Don't wait until you're thirsty to start drinking, especially in the summer. By the time you actually feel thirsty; your body is well on its way to becoming dehydrated.

Here are some tips to help you beat the summer heat.

Fluids:  Drink more than you think you need before and after exercise, and strive to drink six to eight ounces of fluid every 15 to 20 minutes during exercise.

Clothing:  Wear less clothing to provide a greater skin surface area for perspiration to evaporate. Your clothing should be lightweight, loose fitting, light colored to reflect the sun's rays.

Fitness:  Becoming acclimated to the heat through training can increase your blood volume, helping to regulate body temperature more effectively. Interestingly, the acclimatization process can be completed in 7 to 14 days of repeated heat exposure. But, you should always continue to drink fluids before, during and after exercise.

Exercise Intensity:  Reduce the intensity of your workout, particularly the first few times you are exposed to higher temperatures.

Temperature:  Use the heat stress index table to determine the risk of exercising at various combinations of temperature and humidity.
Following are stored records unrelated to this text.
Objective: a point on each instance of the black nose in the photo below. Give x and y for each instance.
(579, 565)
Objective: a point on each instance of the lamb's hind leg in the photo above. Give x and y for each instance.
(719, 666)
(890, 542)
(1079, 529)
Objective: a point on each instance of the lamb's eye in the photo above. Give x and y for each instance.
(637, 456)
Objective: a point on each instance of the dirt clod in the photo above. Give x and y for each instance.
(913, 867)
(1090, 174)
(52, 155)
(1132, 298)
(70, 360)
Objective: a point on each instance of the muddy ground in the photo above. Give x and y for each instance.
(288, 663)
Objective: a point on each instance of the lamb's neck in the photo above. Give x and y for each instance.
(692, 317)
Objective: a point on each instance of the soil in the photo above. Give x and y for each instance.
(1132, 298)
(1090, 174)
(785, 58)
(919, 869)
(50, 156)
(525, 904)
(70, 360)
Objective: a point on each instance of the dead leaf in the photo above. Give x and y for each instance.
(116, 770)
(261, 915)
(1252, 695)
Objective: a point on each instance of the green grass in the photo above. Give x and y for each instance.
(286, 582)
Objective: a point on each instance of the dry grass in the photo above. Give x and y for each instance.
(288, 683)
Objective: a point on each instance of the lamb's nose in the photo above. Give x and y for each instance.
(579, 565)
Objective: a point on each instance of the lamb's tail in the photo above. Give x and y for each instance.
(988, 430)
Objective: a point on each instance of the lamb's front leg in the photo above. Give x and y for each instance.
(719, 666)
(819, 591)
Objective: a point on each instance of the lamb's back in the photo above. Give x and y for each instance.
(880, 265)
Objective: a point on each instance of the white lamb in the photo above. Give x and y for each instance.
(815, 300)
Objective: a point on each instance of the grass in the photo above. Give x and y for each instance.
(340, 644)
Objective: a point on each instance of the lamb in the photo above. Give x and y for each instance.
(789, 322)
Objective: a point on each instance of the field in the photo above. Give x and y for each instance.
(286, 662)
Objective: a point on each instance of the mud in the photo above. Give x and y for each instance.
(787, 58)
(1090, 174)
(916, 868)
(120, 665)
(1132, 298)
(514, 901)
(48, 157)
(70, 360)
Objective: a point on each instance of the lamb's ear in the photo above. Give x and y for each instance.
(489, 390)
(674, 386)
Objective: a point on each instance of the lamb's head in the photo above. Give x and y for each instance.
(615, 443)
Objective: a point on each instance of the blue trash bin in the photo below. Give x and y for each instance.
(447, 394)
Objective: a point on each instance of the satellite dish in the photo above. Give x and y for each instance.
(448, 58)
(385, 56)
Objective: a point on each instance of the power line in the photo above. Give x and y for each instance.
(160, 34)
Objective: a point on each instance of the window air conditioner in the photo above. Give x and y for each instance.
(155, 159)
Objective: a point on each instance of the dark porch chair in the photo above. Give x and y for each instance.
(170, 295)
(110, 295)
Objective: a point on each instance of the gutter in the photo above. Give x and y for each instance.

While a 90° F outdoor temp is relatively safe at 10 percent humidity, the heat stress of 90° F at 50 percent humidity is the equivalent of 96° F. When the heat stress index rises above 90° F, you may want to consider postponing your exercise session until later in the day. Or, plan ahead, and beat the day's heat by working out early in the morning.

Heat sensation risk of heat injury

  • 90° - 105° Possibility of heat cramps
  • 105° - 130° Heat cramps or heat exhaustion likely. Heat stroke possible.
  • 130°+ Heat stroke a definite risk.
Rest:  Know when to say 'no' to exercise. Using common sense is your best bet for preventing heat stress when Mother Nature turns up the heat.